Story of Mr. IT & Ms. Cloud

The way you think and operate your infrastructure and private cloud, is crucial to how your organization perceives and utilizes new technologies.
IT Architects often overlook the term ‘Cloud’ as a buzzword, rather, a pattern of deploying infrastructure.

Automation, blueprinting & orchestration… they’re all OK. But, they miss some very basic truths about what cloud is at it’s core.

Previously, we revisited the term “Hybrid Cloud”, and determined why it should be used more accurately, embodying the fact that enterprises should adopt and take advantage of the cloud model offered by Public Clouds.

This is where most blog posts around this topic will raise the ‘cattle vs pets’ arguments. Though I agree, I’d like us to dive a bit deeper and have another perspective. The way I see it, it’s not necessarily about the ‘pets’ themselves, but rather their owner – Mr. IT.

Thinking like Mr. IT

What Mr. IT had done since the dawn of virtualization, (and prior, in the x86 native era) was to do what ever it takes to make common infrastructure, such as disks, compute, and memory to become more & more resilient. Throughout the years, IT departments had paid billions and trillions of dollars in hopes of making infrastructure fault-resistant. Investing in redundant networks, clustered computing, and smart storage machines that can often replicate seamlessly between data centers (Metro Clusters, VPLEX, and their friends) all of which, end up costing a lot of money.
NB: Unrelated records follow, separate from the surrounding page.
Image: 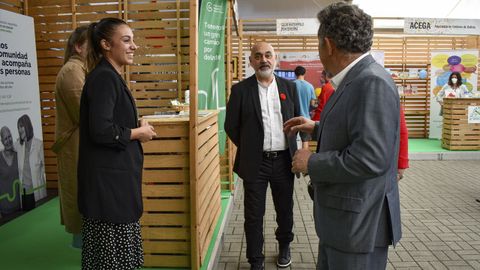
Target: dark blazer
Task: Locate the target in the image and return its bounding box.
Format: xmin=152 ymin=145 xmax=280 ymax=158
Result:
xmin=308 ymin=55 xmax=401 ymax=253
xmin=225 ymin=75 xmax=300 ymax=181
xmin=78 ymin=59 xmax=143 ymax=223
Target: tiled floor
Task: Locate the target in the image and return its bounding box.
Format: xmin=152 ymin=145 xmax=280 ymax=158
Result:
xmin=216 ymin=160 xmax=480 ymax=270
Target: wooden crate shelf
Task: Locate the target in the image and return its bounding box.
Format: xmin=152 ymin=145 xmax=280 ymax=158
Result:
xmin=442 ymin=98 xmax=480 ymax=150
xmin=140 ymin=112 xmax=221 ymax=268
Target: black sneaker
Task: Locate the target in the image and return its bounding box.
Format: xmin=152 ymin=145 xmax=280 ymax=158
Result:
xmin=277 ymin=244 xmax=292 ymax=268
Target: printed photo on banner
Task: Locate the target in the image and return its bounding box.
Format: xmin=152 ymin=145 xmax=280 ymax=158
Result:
xmin=0 ymin=10 xmax=47 ymax=219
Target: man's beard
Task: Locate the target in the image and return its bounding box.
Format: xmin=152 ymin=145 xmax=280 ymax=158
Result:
xmin=257 ymin=68 xmax=273 ymax=79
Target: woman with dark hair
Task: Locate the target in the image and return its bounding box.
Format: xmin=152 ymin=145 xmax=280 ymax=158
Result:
xmin=52 ymin=26 xmax=88 ymax=248
xmin=436 ymin=72 xmax=470 ymax=109
xmin=78 ymin=18 xmax=156 ymax=269
xmin=15 ymin=114 xmax=47 ymax=211
xmin=0 ymin=126 xmax=20 ymax=217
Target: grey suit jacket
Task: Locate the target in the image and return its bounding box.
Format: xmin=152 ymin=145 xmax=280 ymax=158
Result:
xmin=225 ymin=75 xmax=300 ymax=182
xmin=308 ymin=55 xmax=401 ymax=253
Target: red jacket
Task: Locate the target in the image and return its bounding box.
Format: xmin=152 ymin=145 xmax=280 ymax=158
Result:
xmin=312 ymin=82 xmax=335 ymax=121
xmin=398 ymin=106 xmax=408 ymax=169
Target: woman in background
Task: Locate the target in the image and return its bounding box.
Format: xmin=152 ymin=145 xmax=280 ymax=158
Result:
xmin=0 ymin=126 xmax=20 ymax=217
xmin=436 ymin=72 xmax=470 ymax=115
xmin=52 ymin=26 xmax=88 ymax=248
xmin=15 ymin=114 xmax=47 ymax=211
xmin=78 ymin=18 xmax=156 ymax=269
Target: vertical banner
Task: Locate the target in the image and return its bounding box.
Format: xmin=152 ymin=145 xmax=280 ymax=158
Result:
xmin=198 ymin=0 xmax=227 ymax=154
xmin=429 ymin=50 xmax=478 ymax=139
xmin=0 ymin=10 xmax=47 ymax=218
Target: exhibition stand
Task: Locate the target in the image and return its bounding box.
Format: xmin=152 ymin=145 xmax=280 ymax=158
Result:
xmin=442 ymin=98 xmax=480 ymax=150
Mr IT, had a very good reason to do all of the above. Applications built in the client-server era, were architected as monoliths, and virtualized as-is from the days of early x86 rack servers. In this world, scale-up is the prominent methodology. Mr. IT continues in building his redundant hardware layers, increasing app (and business) performance via means of adding better compute / memory / storage.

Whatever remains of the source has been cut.